Are You Alright!?
How are you doing? How can I help?
These are the questions supporters are currently asking us. This week at Love INC, COVID-19’s effects are most easily seen when stay-at-home-orders put pressure on doubled-up families, (those staying with friends or family). Many are no longer welcome with their host. Monday a family of 5 came “home” to find the door locked. This family “moved into” their car, which immediately broke down. Love INC placed them in a hotel and is working to get the car repaired.
Love INC’s work of getting into people’s difficult situations with them, and helping them walk forward, is more critical now than perhaps any time in our history. We are over capacity in the best of times, the current situation is unimaginable. So, to answer the questions:
How are you doing?
The following report shows that Love INC was born in times like this. God is sustaining - and will sustain - us! We believe recent staffing changes are providential to help us navigate the current crisis. Read the stories following our report.

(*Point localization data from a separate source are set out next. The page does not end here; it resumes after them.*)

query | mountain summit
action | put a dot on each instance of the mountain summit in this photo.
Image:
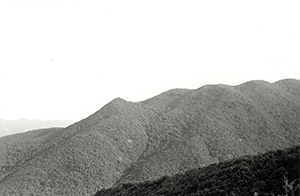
(170, 133)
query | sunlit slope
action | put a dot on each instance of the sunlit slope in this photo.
(171, 133)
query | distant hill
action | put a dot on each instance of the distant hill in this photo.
(170, 133)
(263, 174)
(8, 127)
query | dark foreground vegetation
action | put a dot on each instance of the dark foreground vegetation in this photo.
(272, 173)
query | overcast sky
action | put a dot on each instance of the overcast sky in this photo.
(65, 59)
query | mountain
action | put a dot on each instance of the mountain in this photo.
(8, 127)
(272, 173)
(170, 133)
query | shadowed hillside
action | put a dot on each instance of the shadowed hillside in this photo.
(171, 133)
(264, 174)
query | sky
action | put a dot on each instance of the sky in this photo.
(65, 59)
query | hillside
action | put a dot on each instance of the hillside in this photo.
(170, 133)
(264, 174)
(9, 127)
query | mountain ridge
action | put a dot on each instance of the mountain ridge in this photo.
(170, 133)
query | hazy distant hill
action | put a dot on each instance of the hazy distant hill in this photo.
(8, 127)
(264, 174)
(173, 132)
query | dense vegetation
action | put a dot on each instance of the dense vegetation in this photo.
(171, 133)
(250, 175)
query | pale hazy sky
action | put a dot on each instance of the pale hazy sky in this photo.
(65, 59)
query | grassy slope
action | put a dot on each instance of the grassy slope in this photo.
(263, 174)
(168, 134)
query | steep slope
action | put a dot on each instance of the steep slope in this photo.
(171, 133)
(8, 127)
(264, 174)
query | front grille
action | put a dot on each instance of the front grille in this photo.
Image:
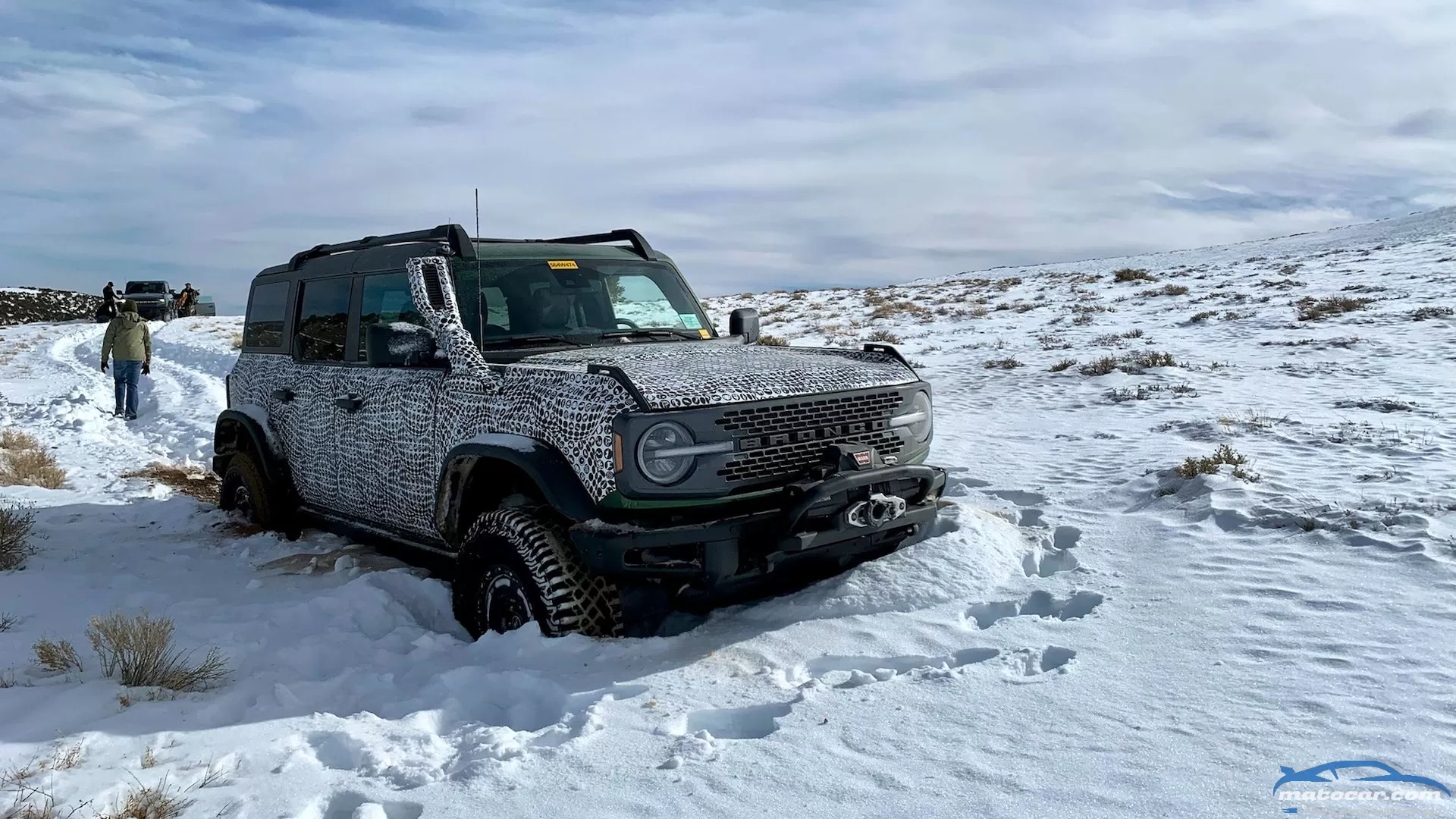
(783, 439)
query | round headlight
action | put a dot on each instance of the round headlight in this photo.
(666, 436)
(918, 417)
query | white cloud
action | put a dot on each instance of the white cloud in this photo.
(829, 143)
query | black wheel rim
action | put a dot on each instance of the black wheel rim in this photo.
(243, 502)
(504, 605)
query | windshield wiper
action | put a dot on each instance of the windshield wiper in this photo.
(653, 333)
(513, 340)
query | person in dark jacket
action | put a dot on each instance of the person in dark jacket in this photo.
(187, 300)
(130, 338)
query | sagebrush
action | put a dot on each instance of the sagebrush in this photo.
(25, 463)
(139, 651)
(17, 523)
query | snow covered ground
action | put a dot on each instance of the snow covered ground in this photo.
(1090, 634)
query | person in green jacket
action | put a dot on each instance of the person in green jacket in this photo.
(130, 338)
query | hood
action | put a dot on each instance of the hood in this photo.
(705, 373)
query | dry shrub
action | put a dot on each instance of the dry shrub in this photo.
(140, 651)
(1421, 314)
(194, 483)
(57, 656)
(149, 802)
(1209, 465)
(1131, 275)
(889, 309)
(25, 463)
(1315, 309)
(17, 523)
(1149, 359)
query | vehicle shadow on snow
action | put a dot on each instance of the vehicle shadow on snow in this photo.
(353, 642)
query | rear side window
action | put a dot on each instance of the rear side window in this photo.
(386, 300)
(265, 312)
(324, 318)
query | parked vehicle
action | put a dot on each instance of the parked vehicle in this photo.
(561, 422)
(155, 299)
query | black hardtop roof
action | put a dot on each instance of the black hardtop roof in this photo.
(389, 253)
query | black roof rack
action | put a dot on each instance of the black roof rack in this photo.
(453, 234)
(625, 235)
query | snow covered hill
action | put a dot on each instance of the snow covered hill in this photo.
(20, 305)
(1097, 630)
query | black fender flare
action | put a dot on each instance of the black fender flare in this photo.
(231, 425)
(541, 463)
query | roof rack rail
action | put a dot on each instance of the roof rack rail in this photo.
(453, 234)
(625, 235)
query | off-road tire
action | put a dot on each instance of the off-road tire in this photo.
(532, 550)
(245, 488)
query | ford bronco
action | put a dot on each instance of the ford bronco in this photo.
(561, 423)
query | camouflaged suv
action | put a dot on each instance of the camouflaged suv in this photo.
(563, 426)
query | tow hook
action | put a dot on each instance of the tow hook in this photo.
(875, 512)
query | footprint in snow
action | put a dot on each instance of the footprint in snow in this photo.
(1027, 664)
(1040, 604)
(350, 805)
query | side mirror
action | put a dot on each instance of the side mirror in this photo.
(400, 344)
(745, 321)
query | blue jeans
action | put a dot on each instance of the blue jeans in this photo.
(127, 375)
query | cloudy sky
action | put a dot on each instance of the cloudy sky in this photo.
(762, 145)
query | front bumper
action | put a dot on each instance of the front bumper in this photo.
(152, 311)
(807, 528)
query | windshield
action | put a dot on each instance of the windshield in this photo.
(585, 300)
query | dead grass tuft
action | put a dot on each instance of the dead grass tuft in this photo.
(17, 523)
(196, 482)
(57, 654)
(1131, 275)
(1421, 314)
(1315, 309)
(139, 649)
(1210, 464)
(25, 463)
(1003, 365)
(149, 802)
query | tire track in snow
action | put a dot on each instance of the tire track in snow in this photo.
(178, 406)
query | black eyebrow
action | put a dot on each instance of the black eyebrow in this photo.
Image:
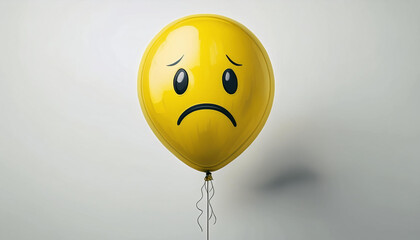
(234, 63)
(177, 61)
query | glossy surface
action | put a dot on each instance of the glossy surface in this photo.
(212, 112)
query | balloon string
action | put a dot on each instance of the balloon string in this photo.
(196, 205)
(209, 195)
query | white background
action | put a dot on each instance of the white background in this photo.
(337, 159)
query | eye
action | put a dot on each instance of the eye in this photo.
(230, 82)
(180, 81)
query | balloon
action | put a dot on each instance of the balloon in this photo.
(206, 88)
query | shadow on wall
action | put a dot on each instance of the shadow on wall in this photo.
(286, 168)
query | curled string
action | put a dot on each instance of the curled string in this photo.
(201, 210)
(212, 214)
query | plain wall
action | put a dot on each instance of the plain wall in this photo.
(337, 159)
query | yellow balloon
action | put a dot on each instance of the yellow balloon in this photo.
(206, 88)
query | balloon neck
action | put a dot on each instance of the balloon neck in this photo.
(208, 176)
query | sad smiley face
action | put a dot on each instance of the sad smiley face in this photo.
(206, 88)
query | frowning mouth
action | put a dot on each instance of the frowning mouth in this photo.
(207, 106)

How can I help? Project 100!
Project 100 is a monthly giving plan at $100/month that when fully funded will provide the ongoing support needed to keep Love INC services available to the most vulnerable. Read more to discover how crisis birthed Love INC and the ways God has prepared us for such a time as this.
Hurricane Katrina, The Great Recession, COVID-19, and Love INC
Report from the Field
Hurricane Katrina helps launch Love INC
Traveling in clothes she had worn through the Gulf floodwaters, pregnant "Samantha" and about 500 other evacuees arrived at Second Baptist Church in the aftermath of Hurricane Katrina. Love INC Co-founder Jane Williams, Food Bank Director Peggy Kirkpatrick, and Boone County Health and Human Services Director Steve Hollis put out a call for help. Over 50 churches responded and partnered to triage, resource, and place the New Orleanders, helping them transition to a new life. The effort demonstrated to our community the importance of working together and laid the foundation for what is now Love INC. Today’s Love Seat Furniture Bank was born in the midst of that tragedy.
Love INC in the Great Recession
Three years later in May of 2008 Love INC opened its doors to a city reeling in the throes of the Great Recession. With few physical resources to provide - a tiny team of volunteers opened 80 cases that first month. Our lack of resources forced an approach based on “helping people help themselves” and formed the philosophy that has driven Love INC ever since. It helped to create a new paradigm for how our city responds to poverty. Heart of Missouri United Way's shift to Community Impact based on proven outcomes, and Boone Information Group’s creation of shared language through a common taxonomy of services, are further examples of paradigm shifts in how social services are provided and described.
Paradigm Shifts
Two tragedies, both caused paradigm shifts, both required overall and individual responses. COVID – 19 is another opportunity for the power of love and coordination to prevail over tragedy.
Looming Realities
Our situation at Love INC could be compared to standing on a beach watching a rapidly receding tide that indicates an impending tsunami. It is the calm before the storm. Governor Parsons on Monday put a hold on evictions, Boone Electric, and City of Columbia postponed utility cut-offs last week, many business landlords are waiving rent. Though these expenses are on hold now, the balances are accruing and will eventually come due. Columbia’s employment landscape will most certainly change in the coming months. We’ve heard predictions of Great Depression era unemployment as the impacts of social distancing take their toll on travel, production, and many areas of employment. We face a potential increasing crisis of stable housing. Love INC's role in employment and housing search coaching, as well as transitional employment and housing services, will be taxed like never before. Social distancing will challenge coach/client interaction. Love INC is over capacity in normal economic times, our viability now is more important than ever. Our efforts to identify the most vulnerable and connect them with guidance and all available resources will outstrip our current capacity.